The State of New Mexico mandates two Newborn Screens be collected on every Newborn born in New Mexico. The Newborn Screen is a blood test that is initially done between 24- 48 hours of age and the second Newborn Screen is done 10 – 14 days after birth. The New Mexico Newborn Screening Program (NMNBSP) offers screening for genetic/metabolic/endocrine and other disorders (see Newborn Screening Test Information) and provides services to over 22,000 and their families annually.
New Mexico Newborn Screening Program continues to partner with Mountain States Genetics Regional Collaborative and has also contracted with Oregon State Public Health Laboratory for testing.
Why Do We Screen?
Babies with these conditions appear normal at birth. It is only with time that the conditions affect the baby’s brain or physical development or causes other medical problems. By then the damage may be permanent. Early diagnosis and treatment can result in normal growth and development and can reduce morbidity and mortality.
Follow-Up Services
- New Mexico Newborn Screening Program has 2 Registered Nurses.
- New Mexico Newborn Screening can help prevent developmental delay, physical disability, and death in babies that look and act healthy but have a rare health problem.
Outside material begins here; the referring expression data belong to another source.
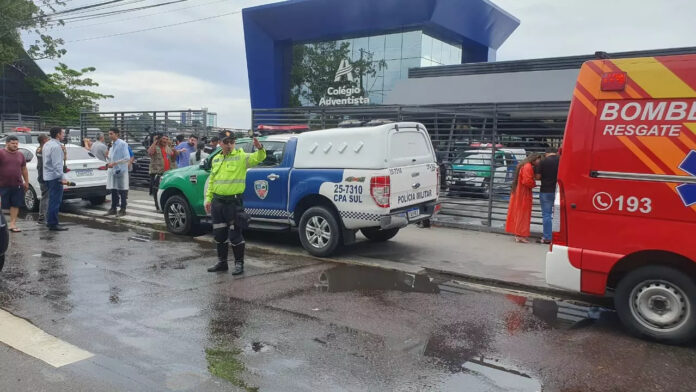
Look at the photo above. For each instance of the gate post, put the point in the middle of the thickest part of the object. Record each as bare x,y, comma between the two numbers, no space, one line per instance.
491,178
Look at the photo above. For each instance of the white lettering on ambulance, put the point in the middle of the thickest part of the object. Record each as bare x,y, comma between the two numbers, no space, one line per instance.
652,113
641,130
677,111
636,111
610,112
649,111
692,113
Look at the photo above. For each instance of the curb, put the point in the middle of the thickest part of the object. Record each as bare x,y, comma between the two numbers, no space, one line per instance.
543,290
208,238
118,221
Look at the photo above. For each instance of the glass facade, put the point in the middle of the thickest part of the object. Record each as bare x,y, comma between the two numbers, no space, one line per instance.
367,66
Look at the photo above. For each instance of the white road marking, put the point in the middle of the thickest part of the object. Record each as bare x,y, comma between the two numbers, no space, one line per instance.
27,338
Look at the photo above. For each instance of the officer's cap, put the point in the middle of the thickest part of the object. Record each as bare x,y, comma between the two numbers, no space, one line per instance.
226,136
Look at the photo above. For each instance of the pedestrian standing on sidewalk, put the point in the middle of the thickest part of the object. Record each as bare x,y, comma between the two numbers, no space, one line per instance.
98,148
520,208
548,173
213,145
117,172
223,200
162,159
14,180
185,149
53,164
199,155
43,204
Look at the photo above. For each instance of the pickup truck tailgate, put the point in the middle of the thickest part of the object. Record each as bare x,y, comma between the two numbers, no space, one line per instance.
413,185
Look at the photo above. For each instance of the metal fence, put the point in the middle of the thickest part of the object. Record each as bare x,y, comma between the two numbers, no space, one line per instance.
478,148
10,122
139,125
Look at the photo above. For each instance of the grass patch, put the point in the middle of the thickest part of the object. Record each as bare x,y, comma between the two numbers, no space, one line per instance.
226,365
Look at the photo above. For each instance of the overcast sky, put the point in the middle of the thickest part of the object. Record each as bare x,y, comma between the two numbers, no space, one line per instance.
203,64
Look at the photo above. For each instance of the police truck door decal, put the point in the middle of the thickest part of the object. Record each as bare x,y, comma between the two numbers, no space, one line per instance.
261,188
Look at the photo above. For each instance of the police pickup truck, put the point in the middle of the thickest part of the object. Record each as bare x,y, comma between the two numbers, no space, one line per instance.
328,184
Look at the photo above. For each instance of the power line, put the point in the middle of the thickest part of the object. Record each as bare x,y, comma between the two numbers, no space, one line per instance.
137,17
80,18
83,8
155,28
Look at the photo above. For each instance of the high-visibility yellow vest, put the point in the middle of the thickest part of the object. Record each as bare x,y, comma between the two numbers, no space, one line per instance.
228,172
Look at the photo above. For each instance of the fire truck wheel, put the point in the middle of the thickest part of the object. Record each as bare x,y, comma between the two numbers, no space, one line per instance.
658,302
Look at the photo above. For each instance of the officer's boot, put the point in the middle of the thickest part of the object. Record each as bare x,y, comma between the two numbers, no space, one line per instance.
238,251
221,266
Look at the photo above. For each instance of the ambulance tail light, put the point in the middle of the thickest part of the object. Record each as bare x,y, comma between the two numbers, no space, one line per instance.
380,190
560,220
614,81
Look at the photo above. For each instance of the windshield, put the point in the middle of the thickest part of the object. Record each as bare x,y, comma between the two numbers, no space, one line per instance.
474,158
75,152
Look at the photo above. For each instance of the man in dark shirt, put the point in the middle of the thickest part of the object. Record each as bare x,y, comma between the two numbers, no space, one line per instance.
548,173
14,179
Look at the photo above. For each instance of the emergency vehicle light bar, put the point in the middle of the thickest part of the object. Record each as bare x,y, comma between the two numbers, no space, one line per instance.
283,128
643,177
614,81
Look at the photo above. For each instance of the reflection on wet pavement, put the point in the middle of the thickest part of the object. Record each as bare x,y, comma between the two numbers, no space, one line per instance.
144,301
348,278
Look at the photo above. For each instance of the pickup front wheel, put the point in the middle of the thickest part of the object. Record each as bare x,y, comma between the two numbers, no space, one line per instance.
320,232
178,215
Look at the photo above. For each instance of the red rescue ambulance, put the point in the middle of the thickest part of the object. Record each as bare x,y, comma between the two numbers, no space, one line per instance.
625,218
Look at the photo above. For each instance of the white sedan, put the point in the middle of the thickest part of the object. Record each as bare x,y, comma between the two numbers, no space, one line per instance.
87,172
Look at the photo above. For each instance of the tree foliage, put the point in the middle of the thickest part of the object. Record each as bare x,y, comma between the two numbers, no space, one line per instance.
314,70
67,92
18,16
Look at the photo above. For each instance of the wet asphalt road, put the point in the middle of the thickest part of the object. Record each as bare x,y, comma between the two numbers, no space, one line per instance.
155,320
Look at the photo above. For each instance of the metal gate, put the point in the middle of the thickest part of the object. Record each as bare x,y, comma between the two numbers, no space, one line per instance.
138,127
478,148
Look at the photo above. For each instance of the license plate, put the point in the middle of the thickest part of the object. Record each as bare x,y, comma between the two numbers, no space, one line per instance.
83,172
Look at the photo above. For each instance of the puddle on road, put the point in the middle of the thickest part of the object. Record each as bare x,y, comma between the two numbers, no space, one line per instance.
557,314
350,278
484,374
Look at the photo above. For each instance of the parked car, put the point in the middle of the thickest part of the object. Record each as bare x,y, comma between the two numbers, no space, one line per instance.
87,172
471,171
328,184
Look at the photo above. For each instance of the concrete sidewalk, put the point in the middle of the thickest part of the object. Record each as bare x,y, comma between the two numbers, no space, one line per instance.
472,254
488,257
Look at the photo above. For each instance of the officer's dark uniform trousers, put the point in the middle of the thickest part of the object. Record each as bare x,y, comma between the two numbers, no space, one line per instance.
228,225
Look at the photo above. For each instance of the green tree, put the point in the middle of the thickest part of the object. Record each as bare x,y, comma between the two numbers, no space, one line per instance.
67,92
314,70
18,16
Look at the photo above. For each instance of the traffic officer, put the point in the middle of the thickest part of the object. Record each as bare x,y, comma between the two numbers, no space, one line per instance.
223,199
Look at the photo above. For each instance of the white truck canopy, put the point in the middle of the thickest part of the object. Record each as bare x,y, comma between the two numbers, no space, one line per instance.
376,147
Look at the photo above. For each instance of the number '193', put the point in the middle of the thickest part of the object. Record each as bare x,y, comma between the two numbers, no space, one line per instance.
633,204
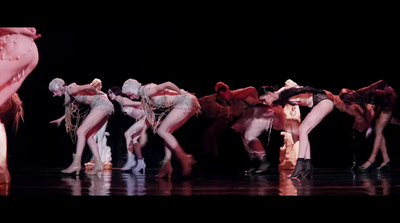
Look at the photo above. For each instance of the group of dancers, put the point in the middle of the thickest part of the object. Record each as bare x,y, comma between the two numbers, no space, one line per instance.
165,107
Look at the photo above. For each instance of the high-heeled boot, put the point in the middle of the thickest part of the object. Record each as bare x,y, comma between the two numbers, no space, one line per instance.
97,169
74,167
384,166
140,167
264,164
130,162
298,169
166,169
308,168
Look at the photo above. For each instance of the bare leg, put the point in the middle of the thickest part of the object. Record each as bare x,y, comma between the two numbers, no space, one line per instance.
99,136
175,119
313,118
132,145
379,142
4,174
88,127
14,72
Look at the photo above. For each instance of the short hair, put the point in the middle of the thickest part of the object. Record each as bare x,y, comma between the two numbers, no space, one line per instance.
116,90
221,86
265,89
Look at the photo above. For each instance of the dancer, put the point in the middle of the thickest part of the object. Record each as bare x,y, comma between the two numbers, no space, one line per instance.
176,106
262,117
321,105
100,111
378,101
224,107
18,58
135,136
359,128
101,135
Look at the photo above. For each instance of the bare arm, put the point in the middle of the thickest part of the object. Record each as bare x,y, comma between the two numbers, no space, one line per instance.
128,102
29,31
212,109
164,86
371,88
58,121
76,89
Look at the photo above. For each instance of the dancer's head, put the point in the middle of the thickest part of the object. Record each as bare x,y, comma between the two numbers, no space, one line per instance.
57,86
347,96
223,91
97,84
113,92
268,94
131,88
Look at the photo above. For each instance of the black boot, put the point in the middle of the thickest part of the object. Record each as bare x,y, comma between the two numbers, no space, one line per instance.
264,164
298,169
308,168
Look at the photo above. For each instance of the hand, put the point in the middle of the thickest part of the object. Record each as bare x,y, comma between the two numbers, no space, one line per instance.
29,31
58,122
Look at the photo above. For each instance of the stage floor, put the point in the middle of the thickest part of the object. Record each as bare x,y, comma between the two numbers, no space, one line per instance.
325,182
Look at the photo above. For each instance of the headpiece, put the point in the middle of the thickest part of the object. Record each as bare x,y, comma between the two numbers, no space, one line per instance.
56,84
131,86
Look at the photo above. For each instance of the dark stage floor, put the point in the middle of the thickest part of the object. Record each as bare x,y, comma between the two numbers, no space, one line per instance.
325,182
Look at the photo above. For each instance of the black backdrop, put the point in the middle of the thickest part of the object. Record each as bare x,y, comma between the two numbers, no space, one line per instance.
195,59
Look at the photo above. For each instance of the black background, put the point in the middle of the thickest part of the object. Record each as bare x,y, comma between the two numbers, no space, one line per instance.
326,56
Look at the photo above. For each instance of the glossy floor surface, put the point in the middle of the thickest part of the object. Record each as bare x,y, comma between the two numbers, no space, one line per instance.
325,182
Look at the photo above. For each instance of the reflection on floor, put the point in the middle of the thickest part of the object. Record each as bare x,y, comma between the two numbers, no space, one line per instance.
331,182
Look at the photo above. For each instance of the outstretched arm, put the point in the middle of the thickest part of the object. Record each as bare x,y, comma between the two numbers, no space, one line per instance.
129,102
371,88
76,89
58,121
164,86
248,94
29,31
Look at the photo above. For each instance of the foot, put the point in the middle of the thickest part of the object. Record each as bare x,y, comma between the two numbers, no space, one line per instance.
71,169
98,169
130,163
140,167
4,176
166,170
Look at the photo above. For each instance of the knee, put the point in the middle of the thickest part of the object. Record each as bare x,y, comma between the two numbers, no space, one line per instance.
303,131
248,138
162,132
127,135
81,133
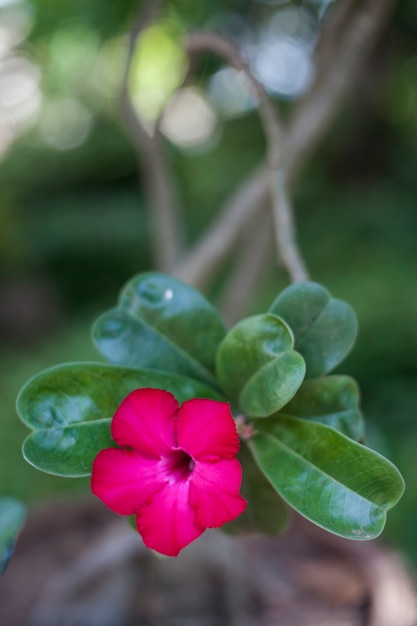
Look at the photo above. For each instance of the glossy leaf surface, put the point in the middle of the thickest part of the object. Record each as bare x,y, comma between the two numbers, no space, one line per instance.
331,400
70,408
324,328
257,366
331,480
265,511
12,517
162,323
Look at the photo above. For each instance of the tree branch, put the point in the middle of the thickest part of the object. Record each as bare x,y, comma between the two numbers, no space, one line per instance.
164,214
288,250
309,123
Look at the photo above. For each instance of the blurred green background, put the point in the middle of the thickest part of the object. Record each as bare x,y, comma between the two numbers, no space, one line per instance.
73,221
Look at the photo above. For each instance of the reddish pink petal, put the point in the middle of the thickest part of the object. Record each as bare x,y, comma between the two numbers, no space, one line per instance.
167,524
145,421
206,430
124,480
214,492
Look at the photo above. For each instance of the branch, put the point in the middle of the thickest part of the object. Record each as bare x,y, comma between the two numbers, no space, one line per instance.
282,211
315,112
164,215
253,258
309,123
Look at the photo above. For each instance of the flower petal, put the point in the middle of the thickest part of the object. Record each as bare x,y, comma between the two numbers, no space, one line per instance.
214,492
145,421
167,523
124,480
206,430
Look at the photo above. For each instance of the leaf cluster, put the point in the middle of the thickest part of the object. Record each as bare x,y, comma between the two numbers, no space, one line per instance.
302,429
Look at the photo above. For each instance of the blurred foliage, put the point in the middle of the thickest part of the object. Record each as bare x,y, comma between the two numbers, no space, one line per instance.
75,216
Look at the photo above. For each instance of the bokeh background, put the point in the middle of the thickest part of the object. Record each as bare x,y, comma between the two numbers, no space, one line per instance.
73,214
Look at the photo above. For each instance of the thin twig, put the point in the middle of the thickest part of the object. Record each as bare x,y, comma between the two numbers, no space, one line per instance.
254,256
306,130
315,112
164,214
288,250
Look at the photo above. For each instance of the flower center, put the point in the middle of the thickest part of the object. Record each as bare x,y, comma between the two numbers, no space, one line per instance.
177,465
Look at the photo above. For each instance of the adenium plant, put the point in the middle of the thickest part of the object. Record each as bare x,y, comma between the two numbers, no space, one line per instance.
157,424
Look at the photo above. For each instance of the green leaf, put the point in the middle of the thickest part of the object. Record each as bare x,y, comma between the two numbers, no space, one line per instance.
331,480
265,511
257,366
12,517
324,328
70,409
161,323
331,400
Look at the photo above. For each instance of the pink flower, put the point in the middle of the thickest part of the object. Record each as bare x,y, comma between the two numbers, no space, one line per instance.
175,469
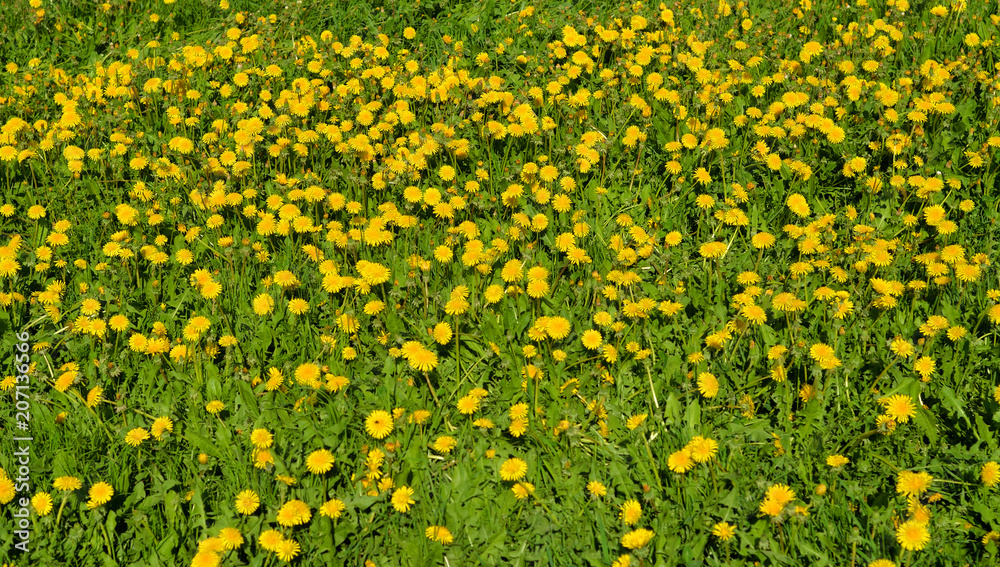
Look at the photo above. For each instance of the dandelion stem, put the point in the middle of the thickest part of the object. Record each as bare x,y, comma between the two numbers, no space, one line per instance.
433,393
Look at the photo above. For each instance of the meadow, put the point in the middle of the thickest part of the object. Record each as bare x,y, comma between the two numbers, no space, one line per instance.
499,283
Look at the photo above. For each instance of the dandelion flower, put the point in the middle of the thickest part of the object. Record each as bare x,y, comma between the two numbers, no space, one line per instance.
440,534
596,489
513,469
724,531
909,483
708,384
837,461
990,474
42,503
900,407
99,495
680,461
247,502
402,499
631,511
913,535
319,461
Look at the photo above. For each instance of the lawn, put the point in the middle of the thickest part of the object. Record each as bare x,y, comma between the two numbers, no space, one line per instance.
499,283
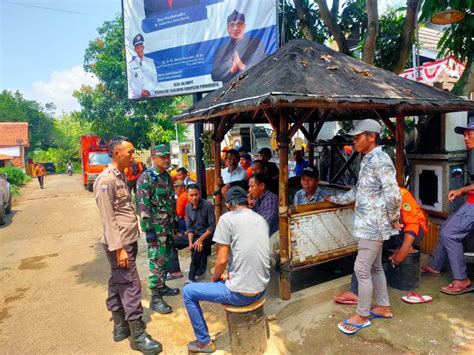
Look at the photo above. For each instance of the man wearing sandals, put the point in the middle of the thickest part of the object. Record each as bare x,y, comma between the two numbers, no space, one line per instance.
376,218
414,229
242,246
454,230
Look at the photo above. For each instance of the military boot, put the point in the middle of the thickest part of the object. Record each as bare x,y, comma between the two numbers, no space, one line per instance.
157,302
121,328
141,340
168,291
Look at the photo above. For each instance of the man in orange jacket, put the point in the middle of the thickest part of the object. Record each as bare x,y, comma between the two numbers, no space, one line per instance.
40,173
414,228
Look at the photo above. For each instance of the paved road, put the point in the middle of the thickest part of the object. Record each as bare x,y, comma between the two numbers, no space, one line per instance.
53,275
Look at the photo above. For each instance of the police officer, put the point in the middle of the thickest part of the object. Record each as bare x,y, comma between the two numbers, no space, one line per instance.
119,240
157,210
142,77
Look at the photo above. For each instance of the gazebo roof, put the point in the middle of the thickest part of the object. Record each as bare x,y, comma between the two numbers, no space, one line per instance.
306,74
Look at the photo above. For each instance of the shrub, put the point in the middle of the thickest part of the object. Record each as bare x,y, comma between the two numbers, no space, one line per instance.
15,176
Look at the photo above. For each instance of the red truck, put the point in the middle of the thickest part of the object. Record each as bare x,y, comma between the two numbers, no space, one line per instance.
95,158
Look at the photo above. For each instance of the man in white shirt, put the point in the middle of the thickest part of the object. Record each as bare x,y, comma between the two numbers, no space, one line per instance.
243,246
142,77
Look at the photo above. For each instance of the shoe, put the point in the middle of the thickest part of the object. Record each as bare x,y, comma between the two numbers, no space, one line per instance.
121,328
141,341
158,304
168,291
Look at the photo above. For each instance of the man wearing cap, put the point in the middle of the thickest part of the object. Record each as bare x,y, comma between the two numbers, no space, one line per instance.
301,162
243,246
239,53
376,218
310,192
245,161
266,202
120,243
142,77
233,174
157,210
456,228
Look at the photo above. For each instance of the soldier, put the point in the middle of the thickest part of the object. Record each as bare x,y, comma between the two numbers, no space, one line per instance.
119,240
157,209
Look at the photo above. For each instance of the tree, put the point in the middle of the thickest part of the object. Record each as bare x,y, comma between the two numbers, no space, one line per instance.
458,39
107,107
14,108
359,20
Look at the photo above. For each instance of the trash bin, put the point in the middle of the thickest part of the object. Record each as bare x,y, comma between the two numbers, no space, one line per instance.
405,276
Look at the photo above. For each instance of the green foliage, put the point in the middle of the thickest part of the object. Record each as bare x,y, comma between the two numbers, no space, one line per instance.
15,175
14,108
106,107
389,39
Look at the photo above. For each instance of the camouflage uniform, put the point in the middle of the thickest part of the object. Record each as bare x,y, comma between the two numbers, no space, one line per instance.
157,208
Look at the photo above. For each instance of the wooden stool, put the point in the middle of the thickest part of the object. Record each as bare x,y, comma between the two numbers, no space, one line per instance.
247,328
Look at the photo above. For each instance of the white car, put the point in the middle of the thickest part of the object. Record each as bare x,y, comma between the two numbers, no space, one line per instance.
5,198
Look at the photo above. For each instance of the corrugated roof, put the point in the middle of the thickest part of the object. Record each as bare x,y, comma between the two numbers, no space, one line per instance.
13,134
306,74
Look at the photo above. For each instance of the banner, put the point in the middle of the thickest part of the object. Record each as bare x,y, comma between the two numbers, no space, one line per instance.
177,47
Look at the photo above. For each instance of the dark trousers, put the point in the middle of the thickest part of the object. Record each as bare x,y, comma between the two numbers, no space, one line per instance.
450,242
41,180
198,259
124,284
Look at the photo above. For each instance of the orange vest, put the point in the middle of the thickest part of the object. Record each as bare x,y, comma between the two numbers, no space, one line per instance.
412,215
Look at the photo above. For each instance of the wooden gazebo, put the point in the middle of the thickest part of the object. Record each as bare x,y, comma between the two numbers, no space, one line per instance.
306,82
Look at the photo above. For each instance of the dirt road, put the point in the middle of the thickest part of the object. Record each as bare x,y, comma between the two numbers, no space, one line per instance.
53,278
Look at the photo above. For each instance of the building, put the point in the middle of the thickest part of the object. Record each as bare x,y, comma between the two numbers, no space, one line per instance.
13,140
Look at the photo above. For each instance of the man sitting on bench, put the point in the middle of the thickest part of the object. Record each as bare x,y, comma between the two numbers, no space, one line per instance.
242,245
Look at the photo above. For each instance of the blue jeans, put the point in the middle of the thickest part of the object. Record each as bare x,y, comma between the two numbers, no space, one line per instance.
215,292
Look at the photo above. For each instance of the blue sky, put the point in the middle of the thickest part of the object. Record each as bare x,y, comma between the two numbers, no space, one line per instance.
43,43
42,46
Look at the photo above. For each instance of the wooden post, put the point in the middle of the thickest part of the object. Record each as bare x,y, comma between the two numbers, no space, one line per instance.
310,145
216,146
400,146
285,261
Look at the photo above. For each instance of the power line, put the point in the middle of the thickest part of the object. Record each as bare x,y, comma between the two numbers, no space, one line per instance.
57,10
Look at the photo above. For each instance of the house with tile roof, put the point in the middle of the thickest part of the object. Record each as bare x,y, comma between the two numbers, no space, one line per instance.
13,141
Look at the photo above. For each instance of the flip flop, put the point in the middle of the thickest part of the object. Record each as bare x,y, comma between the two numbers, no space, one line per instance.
457,290
194,348
376,315
345,301
415,298
426,272
357,326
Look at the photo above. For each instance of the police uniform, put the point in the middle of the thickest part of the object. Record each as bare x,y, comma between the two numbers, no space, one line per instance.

- Newborn Genetic Screening Nurses are involved in the process of screening, follow-up, education, case coordination and medical care referrals.
- New Mexico Newborn Screening Program has an established relationship with the UNM Department of Pediatrics at the UNM Health Science Center/Children’s Hospital.
- Children’s Medical Services (CMS) provides clinical long-term follow-up for children that have been identified with a disorder on the newborn screening panel. Children are followed from the time of diagnosis to the age of 21.
- CMS has social workers in health offices throughout the state. Medical Social Workers provide service coordination for children and youth with special health care needs.
- CMS has an Adult Cystic Fibrosis Program and provides some adult metabolic disease services.
Healthcare Providers & Hospitals
Practitioner's Manual
Provides a wealth of information for the newborn screening practitioner including screening essentials, conditions included in the screening panel, summary of conditions, criteria for requesting follow-up specimens, screening practices, recommendations for specimen collection, unsatisfactory specimens, reporting results, problems in screening practice, educational services, fees and screening kit information, exemptions, and more.
Test Information
Our Newborn Screening Test Information document offers a comprehensive listing all of the conditions and disorders which the newborn screening program currently tests for.
Newborn Genetic Screening Training
Procedure
The Newborn Screening Packing & Shipping Procedure then explains how to pack and ship specimens to the newborn screening program.
Transfusions
Collect a specimen for the Newborn Screening test before giving blood to an infant Why? If there’s a transfusion before the first newborn screening specimen is collected, it can affect results for Galactosemia, Biotinidase Deficiency, Hemoglobinopathies and Lysosomal disorders.
Parents That Choose Not To Have Newborn Screening
- Contact New Mexico Newborn Screening Program for a Newborn Screening Test Refusal form.
- Review Newborn Screening Test Refusal form with parent.
- Review with parent two newborn Screening brochures provided by the State of New Mexico Newborn Screening Program.
- Have parents sign Newborn Screening Test Refusal form stating their intention to decline screening.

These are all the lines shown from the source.